Endangered animals found in Missouri backyard cave

REPUBLIC, Mo. _ State wildlife officials have found endangered cavefish and crustaceans in a natural spring on land owned by a state legislator.

State Rep. Jim Viebrock, a Republican who represents western Greene County, said he first discovered the albino animals two years ago when he ventured into the cave opening that leads to the spring 22 feet underground.

"I was shining a light down there one day and I saw something move," said Viebrock, who has owned the farm west of Republic for six years. "It was a big albino crawdad."

A state conservation officer later confirmed Viebrock's find and determined the cave also includes endangered blind Ozark cavefish. It's the 35th known cavefish site in the greater Ozarks area, the Missouri Department of Conservation said.

Eighteen of those sites are in Missouri in caves or hand-dug wells, said Blake Stephens, a fisheries management biologist with the Department of Conservation.

Conservation workers have come out to Viebrock's property to study the spring and conduct tests to make sure his nearby septic system is working properly and not contaminating the cave.

But Viebrock, who is running for re-election against fellow Republican Mark Stuppy, is blocking other efforts to protect the land because, as vice chairman of the House appropriations subcommittee for the department, he said he wants to avoid an apparent conflict of interest.

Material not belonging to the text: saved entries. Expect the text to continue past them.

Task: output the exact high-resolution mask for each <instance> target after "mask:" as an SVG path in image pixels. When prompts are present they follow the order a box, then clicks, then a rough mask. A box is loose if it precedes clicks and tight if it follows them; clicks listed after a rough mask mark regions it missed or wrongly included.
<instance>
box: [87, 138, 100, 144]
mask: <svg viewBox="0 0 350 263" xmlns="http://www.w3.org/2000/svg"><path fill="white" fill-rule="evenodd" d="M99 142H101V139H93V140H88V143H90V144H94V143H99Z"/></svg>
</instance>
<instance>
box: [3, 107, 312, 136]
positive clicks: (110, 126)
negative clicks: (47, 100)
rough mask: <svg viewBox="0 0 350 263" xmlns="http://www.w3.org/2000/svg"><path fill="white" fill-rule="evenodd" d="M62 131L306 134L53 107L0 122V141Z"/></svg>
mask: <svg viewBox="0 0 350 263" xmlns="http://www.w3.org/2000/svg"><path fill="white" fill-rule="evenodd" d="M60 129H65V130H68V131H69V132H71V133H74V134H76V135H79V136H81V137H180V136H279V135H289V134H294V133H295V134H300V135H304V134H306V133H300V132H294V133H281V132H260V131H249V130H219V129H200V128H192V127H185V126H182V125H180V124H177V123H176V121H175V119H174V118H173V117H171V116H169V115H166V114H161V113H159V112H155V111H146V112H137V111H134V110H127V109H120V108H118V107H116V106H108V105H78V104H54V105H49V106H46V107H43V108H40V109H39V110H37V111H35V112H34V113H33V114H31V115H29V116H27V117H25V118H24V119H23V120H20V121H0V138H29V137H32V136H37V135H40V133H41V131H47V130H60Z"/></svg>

"They want to protect this hole," Viebrock said as he stood on a large slab of rock placed over the cave entrance. "I refuse to take any of them because of my position. They've been told and told and told they cannot spend a penny on my property."

Scientists know very little about cavefish and where they come from because the fish are so small and rare, Stephens said. But they have long been connected to water quality, with early Ozarks settlers determining whether a spring was safe by whether cavefish were swimming in it.

Stephens said a study at Viebrock's cave determined it's part of an underground network in southwest Greene County that extends for 9.88 square miles.